Farage wyraźnie podkreśla, że jego celem nie jest nagonka na imigrantów jako takich, lecz stworzenie systemu, który będzie transparentny, uczciwy i zgodny z interesem narodowym.

„Obecny model zbyt długo służył elitom i wielkiemu biznesowi. Zwykli ludzie musieli ponosić ciężar jego konsekwencji. Czas to zmienić.”

Reform UK chce również uregulować kwestię świadczeń społecznych dla osób niebędących obywatelami. Jedną z propozycji jest wprowadzenie zakazu pobierania określonych zasiłków i dodatków dla cudzoziemców, dopóki nie uzyskają obywatelstwa lub nie spełnią dodatkowych kryteriów.

Eksperci są podzieleni co do realności wprowadzenia tak głębokich reform. Część prawników twierdzi, że cofnięcie ILR byłoby trudne do przeprowadzenia z prawnego punktu widzenia i mogłoby wywołać falę pozwów przeciwko państwu. Inni wskazują na ryzyko napięć społecznych oraz reperkusji międzynarodowych, zwłaszcza w relacjach z krajami, z których pochodzą potencjalni deportowani. Pomimo kontrowersji, Farage wydaje się zdeterminowany. Jego konferencje prasowe są szeroko relacjonowane w mediach, a sondaże pokazują rosnące zainteresowanie Reform UK. Jeśli tendencja ta się utrzyma, partia może odegrać znaczącą rolę w nadchodzących wyborach parlamentarnych, zwłaszcza jeśli uda jej się przejąć elektorat rozczarowany rządami konserwatystów i sceptycznie nastawiony do programów Partii Pracy.

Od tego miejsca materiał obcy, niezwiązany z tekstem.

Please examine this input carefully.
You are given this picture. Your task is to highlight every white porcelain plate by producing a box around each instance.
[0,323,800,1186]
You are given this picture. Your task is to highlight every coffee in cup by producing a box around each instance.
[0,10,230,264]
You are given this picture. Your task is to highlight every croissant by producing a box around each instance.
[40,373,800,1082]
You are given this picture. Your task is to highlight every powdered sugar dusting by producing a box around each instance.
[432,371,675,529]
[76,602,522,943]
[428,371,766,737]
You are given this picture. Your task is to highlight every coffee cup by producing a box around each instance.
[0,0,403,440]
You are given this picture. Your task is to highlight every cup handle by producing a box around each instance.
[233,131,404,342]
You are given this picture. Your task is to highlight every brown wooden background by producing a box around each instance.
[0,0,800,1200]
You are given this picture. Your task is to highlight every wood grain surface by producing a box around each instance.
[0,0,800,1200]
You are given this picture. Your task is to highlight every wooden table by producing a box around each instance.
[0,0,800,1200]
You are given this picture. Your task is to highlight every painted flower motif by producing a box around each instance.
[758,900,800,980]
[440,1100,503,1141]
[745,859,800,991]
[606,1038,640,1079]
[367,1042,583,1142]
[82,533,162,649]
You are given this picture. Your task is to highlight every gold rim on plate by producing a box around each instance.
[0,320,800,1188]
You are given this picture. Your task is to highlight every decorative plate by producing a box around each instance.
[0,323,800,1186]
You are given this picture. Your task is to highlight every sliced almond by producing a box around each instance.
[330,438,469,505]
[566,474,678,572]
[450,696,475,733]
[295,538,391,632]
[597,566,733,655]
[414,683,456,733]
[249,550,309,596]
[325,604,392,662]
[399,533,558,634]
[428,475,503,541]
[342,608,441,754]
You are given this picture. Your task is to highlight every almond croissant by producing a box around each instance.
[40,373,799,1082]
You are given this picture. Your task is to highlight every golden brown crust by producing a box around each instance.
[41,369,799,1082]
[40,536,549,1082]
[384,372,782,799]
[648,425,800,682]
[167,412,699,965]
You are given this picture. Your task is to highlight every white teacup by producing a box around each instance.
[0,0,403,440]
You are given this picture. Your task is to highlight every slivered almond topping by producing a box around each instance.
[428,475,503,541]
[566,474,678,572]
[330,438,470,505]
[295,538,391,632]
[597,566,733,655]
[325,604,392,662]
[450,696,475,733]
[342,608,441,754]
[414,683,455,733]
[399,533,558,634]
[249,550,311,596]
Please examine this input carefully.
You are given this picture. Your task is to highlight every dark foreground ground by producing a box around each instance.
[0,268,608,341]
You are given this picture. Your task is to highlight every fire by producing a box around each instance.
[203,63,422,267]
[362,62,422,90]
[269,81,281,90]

W nadchodzących miesiącach temat imigracji z pewnością będzie jednym z głównych pól bitwy politycznej w Wielkiej Brytanii. Propozycje szefa Reform UK mogą na nowo ustawić linie podziału w debacie publicznej — nie tylko między lewicą a prawicą, ale również między zwolennikami otwartości a tymi, którzy domagają się zamknięcia drzwi. Niezależnie od tego, czy Reform UK zdobędzie władzę, czy nie, jeden fakt jest już jasny: Farage znowu potrafi narzucić narrację całemu krajowi.